At these times, it’s vital for parents and families to support each other, said Travis Mickelson Mickelson, Mental Health Integration Director for Intermountain Healthcare. Here are 4 tips to help you deal with stress and anxiety:
1. Prioritize Your Family Needs
The American Academy of Pediatrics and the CDC has encouraged in-person learning to begin this school year. It is important to listen to this guidance; however, the guidance does not necessarily take into account the individual needs of your family.
For example, if your school is offering in-person or online options, and your child needs social interaction and learns better in a structured environment, you might be led to choose in-person learning. If your child did better in online instruction, you might be led to choose that.
Parents are struggling with the decision to start the school year virtually or physically in school – especially if all the parents are working. But whatever the choice you choose – you have to do what is best for the whole family and the decision should be free of shame or guilt.
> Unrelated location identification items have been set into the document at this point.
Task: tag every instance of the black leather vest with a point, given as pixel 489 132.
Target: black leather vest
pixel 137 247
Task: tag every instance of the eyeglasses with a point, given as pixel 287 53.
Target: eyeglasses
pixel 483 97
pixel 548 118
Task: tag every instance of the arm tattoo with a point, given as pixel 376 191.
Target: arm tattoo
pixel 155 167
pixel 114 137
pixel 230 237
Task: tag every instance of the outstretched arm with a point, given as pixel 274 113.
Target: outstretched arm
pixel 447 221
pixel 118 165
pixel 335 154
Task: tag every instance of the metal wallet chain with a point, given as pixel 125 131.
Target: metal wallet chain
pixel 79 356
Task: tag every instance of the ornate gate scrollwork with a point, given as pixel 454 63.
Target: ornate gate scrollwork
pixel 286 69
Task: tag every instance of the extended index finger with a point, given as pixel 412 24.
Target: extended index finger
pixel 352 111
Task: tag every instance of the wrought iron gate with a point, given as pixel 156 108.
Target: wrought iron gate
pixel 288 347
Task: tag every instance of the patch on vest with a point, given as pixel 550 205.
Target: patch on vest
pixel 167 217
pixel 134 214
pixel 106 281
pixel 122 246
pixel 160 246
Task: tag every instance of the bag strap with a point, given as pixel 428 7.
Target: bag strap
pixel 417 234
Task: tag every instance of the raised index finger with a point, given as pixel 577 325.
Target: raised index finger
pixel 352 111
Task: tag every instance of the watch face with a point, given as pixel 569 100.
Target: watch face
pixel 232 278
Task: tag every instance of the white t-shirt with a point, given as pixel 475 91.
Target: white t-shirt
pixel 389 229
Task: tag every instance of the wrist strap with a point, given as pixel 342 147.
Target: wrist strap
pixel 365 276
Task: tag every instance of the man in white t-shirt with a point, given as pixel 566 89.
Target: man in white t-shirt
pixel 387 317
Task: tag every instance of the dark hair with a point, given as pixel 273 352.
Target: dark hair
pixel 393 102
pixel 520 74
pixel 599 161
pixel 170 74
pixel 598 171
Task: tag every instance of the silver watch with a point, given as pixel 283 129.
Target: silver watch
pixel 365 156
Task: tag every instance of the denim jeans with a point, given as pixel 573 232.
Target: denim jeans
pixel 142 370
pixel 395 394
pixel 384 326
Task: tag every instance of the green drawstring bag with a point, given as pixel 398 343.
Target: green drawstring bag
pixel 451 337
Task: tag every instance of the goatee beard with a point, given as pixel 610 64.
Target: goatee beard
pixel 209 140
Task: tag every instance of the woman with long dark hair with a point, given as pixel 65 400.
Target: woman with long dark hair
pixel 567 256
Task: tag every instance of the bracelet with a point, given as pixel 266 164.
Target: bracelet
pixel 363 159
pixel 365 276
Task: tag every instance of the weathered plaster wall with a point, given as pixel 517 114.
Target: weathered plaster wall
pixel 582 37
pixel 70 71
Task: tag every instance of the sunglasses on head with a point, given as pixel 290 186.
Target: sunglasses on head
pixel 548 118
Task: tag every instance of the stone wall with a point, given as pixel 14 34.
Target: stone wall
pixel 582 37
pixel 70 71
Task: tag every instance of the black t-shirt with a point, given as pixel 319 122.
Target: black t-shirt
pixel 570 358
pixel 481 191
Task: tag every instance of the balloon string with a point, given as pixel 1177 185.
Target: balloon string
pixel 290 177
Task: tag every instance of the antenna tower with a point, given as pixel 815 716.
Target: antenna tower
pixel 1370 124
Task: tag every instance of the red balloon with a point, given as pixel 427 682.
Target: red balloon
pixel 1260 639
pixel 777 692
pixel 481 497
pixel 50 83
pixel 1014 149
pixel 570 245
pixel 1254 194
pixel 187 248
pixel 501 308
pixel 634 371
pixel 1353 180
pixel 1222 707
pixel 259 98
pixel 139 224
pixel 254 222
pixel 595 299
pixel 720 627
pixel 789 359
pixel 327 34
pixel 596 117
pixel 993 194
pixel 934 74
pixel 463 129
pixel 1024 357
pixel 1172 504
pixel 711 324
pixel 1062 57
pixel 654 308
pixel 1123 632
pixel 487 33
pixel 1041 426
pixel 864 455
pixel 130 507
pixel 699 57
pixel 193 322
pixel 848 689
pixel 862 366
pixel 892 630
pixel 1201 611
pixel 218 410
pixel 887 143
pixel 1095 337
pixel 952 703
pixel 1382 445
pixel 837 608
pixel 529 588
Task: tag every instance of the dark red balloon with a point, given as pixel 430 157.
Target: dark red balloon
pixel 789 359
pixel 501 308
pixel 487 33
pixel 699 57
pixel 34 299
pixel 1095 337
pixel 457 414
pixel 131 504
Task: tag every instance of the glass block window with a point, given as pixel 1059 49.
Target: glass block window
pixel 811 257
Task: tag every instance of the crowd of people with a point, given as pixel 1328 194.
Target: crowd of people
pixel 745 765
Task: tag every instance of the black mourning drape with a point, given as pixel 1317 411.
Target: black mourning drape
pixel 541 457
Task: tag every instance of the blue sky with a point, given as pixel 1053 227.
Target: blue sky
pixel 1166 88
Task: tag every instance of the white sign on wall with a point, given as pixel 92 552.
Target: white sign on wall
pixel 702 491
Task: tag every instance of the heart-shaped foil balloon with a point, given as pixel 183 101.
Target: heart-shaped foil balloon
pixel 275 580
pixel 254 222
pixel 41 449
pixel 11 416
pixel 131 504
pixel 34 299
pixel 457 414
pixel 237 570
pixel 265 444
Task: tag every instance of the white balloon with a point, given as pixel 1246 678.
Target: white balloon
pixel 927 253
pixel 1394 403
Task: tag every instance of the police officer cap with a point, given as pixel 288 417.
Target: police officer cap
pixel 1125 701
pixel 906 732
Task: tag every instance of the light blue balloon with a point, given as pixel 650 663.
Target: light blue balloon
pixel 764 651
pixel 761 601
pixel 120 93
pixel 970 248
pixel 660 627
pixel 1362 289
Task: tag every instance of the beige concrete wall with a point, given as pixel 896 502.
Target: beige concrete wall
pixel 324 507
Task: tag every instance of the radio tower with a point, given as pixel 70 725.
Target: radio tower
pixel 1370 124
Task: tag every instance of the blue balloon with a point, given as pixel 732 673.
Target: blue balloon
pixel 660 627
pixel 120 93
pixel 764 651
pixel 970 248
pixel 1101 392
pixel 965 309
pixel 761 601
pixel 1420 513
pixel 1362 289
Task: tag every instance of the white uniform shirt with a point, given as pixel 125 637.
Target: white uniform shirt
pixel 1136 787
Have a sit-down conversation with your spouse, partner, co-parent, etc, about what is going to work best for the children and the family, then support each other in enacting that decision and feel confident that you made the best decision with the information you had.
2. Understand These are Uncertain Times
Everyone needs to get to a point where they are able to be flexible – understand that there will be changes to routines. Don’t be stressed too much when they do. The added stress can leave the whole family in turmoil. Especially if parents can model for their children how to approach change with curiosity and a positive, hard-working attitude, that will be very beneficial for the kids.
3. Hang on to The Positives of Quarantine
Did you relish the times of board games or walks? Then keep them as part of your family routine. Hold tight to the connections and keep them meaningful. This is will help cope with the stressors.
Social interaction is so important. Keep the ways we found to socialize in any way – virtually or in person.
4. Parents Can Be Advocates
If the plan is not working, then parents should be empowered to reach out to schools and engage in constructive conversations. These conversations should not be complaints, but a discussion about finding a commonplace to help the student and family.